Адам, чья робость лишила его нормального детства, но не помешала проделать огромный путь к далеким берегам и попытаться завоевать сердца и мысли чужаков смелой уличной пантомимой. Адам лучше самих японцев знает, как носить маску и броню, но при этом открывает душу каждому встречному. Он аутсайдер, но, в отличие от Роберто, не хочет становиться своим. Но и в его жизни главенствуют 2 стихии – страсть и прямота. Адам и Роберто – такие разные, но, с другой стороны, они очень похожи.
И Юкико. Она проявила мужество, приняв в свой дом чужака, и терпеливо верила в то, что я все-таки смогу исправиться. Она верила в меня гораздо больше, чем я того заслуживаю. Вся ее жизнь была построена на фундаменте преданности, повиновения, иерархической строгости. Она тоже сейчас здесь, рядом со мной, и я чувствую, что она больше не злится.
Да и к чему злиться, если ты в такой хорошей компании. Здесь и Кубаи-сан, моя любимая гейша. И бездомный Нисида-сан и Канэко-сан со своими ябусамэ. Монахи с горы Коя, обретшие покой в мире перемен и неопределенности. Юка с ее толстыми пальцам, и лучезарной улыбкой. Ямабуси, разделившие со мной свои тяготы, страхи и мечты. Морита-сан, у которой не было ни одной причины мне помогать, а она все же помогла. Все эти люди, которых я повстречала на своем пути, – лавочники и рыбаки, медсестры и незнакомцы в поезде – все они протягивали мне руку помощи. Даже пресловутые японские бизнесмены – они давно не носят самурайские длинные волосы и сменили мечи на сотовые телефоны, но ценности, которыми они живут, не изменились со времен далеких предков. Я и на их счет ошибалась: их преданность системе вовсе не признак слабости, напротив, это свидетельство великой внутренней силы.

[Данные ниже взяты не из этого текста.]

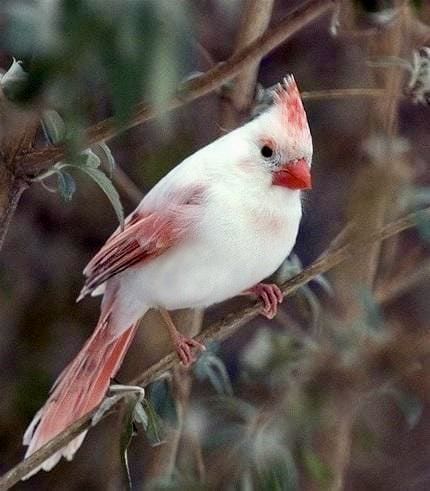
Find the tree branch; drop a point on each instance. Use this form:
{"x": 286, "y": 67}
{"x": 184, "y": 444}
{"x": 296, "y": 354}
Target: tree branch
{"x": 254, "y": 22}
{"x": 41, "y": 159}
{"x": 217, "y": 331}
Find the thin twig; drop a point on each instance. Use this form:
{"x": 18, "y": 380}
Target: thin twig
{"x": 16, "y": 190}
{"x": 342, "y": 93}
{"x": 218, "y": 331}
{"x": 400, "y": 284}
{"x": 41, "y": 159}
{"x": 254, "y": 22}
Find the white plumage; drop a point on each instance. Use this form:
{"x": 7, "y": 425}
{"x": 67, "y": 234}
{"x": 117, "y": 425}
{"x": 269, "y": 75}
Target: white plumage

А как же ответ на мой вопрос? В конце концов я нашла его там, где меньше всего искала…
ВА
Сегодня я прошла 12 миль, в основном по шоссе со множеством машин и огромными пробками. Ноги болят от веса рюкзака и соприкосновения с асфальтом. В последний храм прихожу перед самым закатом. Запалив свечу и неохотно прочитав сутру, устраиваюсь на ночлег. И тут вдруг решаю спросить, нет ли поблизости школы дзюдо.

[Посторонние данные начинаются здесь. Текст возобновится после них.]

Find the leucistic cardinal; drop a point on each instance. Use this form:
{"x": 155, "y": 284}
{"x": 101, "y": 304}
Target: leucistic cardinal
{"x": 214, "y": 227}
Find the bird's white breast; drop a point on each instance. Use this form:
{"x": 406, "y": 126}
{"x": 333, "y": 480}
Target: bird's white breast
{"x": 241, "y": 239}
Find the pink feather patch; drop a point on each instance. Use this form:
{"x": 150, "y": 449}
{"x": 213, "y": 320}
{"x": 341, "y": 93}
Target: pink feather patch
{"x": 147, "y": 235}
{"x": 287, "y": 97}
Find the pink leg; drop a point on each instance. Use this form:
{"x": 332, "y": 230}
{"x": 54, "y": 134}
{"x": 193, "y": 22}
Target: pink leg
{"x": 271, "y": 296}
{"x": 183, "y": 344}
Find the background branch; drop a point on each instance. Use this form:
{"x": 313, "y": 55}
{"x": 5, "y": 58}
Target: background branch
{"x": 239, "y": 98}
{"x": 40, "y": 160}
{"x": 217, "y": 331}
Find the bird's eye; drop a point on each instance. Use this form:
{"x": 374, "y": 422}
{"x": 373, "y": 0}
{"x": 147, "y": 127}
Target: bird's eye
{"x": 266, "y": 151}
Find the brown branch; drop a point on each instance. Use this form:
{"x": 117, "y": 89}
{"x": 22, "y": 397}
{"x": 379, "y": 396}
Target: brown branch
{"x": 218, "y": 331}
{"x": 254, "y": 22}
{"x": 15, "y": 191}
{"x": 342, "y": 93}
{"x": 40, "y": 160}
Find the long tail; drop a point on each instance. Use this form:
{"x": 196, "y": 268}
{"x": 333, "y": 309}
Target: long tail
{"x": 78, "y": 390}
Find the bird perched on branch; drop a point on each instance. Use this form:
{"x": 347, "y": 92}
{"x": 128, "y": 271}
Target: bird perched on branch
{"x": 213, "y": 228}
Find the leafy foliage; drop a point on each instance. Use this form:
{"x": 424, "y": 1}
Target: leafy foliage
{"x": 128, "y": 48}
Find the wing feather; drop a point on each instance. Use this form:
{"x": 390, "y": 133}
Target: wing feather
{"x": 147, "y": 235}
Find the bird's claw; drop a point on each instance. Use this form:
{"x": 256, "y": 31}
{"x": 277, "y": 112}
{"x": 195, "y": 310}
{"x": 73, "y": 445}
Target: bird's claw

В глубине души я надеюсь, что мне ответят «нет», ведь я в двух местах натерла ногу и покалечила большой палец. И вчерашние суши – мой сегодняшний обед – похоже, были несвежими. Все, что мне сейчас хочется – принять горячую ванну, постирать вещи и завалиться спать.
«Есть!» – обрадовано отвечает священник.
Оказывается, школа Ёминури-додзё прямо за углом. Священник быстро объясняет дорогу и даже рисует карту. Узнав, что у меня черный пояс, он предлагает подвезти меня и рассказывает, что здешний сэнсэй обучал его сына. Теперь мне уже не отвертеться. Ковыляю наверх и выкапываю форму из недр рюкзака.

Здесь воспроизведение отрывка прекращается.